As is evident from the paragraph extracted above if the Court is satisfied that a prima facie case is made out for proceeding further then a charge has to be framed. Per contra, if the evidence which the prosecution proposes to produce to prove the guilt of the accused, even if fully accepted before it is challenged by the cross-examination or rebutted by the defence evidence, if any, cannot show that accused committed the particular offence then the charge can be quashed.

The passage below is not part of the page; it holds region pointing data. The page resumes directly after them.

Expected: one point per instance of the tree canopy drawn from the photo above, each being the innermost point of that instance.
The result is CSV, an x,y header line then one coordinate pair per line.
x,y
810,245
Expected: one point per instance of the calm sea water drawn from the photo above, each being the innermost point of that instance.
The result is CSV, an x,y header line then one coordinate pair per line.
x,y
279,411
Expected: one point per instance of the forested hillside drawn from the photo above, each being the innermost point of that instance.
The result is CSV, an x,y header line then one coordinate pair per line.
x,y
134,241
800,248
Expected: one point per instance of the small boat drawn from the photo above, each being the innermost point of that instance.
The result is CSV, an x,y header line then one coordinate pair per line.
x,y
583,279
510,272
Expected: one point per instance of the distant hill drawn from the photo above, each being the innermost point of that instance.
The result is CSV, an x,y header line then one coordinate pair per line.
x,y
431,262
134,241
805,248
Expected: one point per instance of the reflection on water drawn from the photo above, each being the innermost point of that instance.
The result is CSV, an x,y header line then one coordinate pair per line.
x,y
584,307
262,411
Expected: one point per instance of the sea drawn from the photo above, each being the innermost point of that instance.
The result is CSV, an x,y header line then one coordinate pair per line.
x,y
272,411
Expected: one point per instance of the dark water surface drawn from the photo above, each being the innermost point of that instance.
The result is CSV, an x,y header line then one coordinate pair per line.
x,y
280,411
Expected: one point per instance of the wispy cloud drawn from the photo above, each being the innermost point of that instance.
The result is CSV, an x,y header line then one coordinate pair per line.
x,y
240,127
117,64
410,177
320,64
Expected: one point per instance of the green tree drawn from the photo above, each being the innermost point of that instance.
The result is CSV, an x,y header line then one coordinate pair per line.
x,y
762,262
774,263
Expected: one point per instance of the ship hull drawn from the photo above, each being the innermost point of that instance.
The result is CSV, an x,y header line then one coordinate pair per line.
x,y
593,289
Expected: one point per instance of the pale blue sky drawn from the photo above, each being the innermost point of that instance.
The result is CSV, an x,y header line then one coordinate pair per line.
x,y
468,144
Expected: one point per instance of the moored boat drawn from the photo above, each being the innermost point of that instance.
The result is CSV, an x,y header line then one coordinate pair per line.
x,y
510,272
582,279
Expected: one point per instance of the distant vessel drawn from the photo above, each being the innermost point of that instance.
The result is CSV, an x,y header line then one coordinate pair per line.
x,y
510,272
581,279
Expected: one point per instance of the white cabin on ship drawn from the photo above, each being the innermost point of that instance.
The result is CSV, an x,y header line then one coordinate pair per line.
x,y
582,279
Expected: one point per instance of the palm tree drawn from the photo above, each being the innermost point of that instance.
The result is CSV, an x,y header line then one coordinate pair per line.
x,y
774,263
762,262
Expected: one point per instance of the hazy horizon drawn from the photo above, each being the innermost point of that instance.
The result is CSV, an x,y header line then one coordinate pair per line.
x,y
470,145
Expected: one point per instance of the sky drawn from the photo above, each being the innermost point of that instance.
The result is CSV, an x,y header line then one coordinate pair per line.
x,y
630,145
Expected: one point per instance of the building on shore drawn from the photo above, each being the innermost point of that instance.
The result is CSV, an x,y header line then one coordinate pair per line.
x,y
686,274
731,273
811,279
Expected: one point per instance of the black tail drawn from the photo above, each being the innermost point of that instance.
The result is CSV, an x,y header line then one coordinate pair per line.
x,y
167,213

From the decisions referred to in the same paragraph and the decisions already referred to above there was no bar to consider the material on record in the case on hand, which was collected during the course of investigation and produced before the court and particularly in view of the directions given earlier by the High Court.
In this view, the High Court looking to the material and documents that were made available at the stage of framing charges on their face value in the light of the directions given earlier in Criminal Revision No. 337/97 and bearing in mind the position in law concluded that charges could not be framed against the respondent, consequently, set aside the order of trial court and discharged the respondent.
On the facts and in the circumstances of the case and having regard to the legal position stated above, we see no good reason or valid ground to upset the impugned order.
Hence the petition is dismissed. No costs.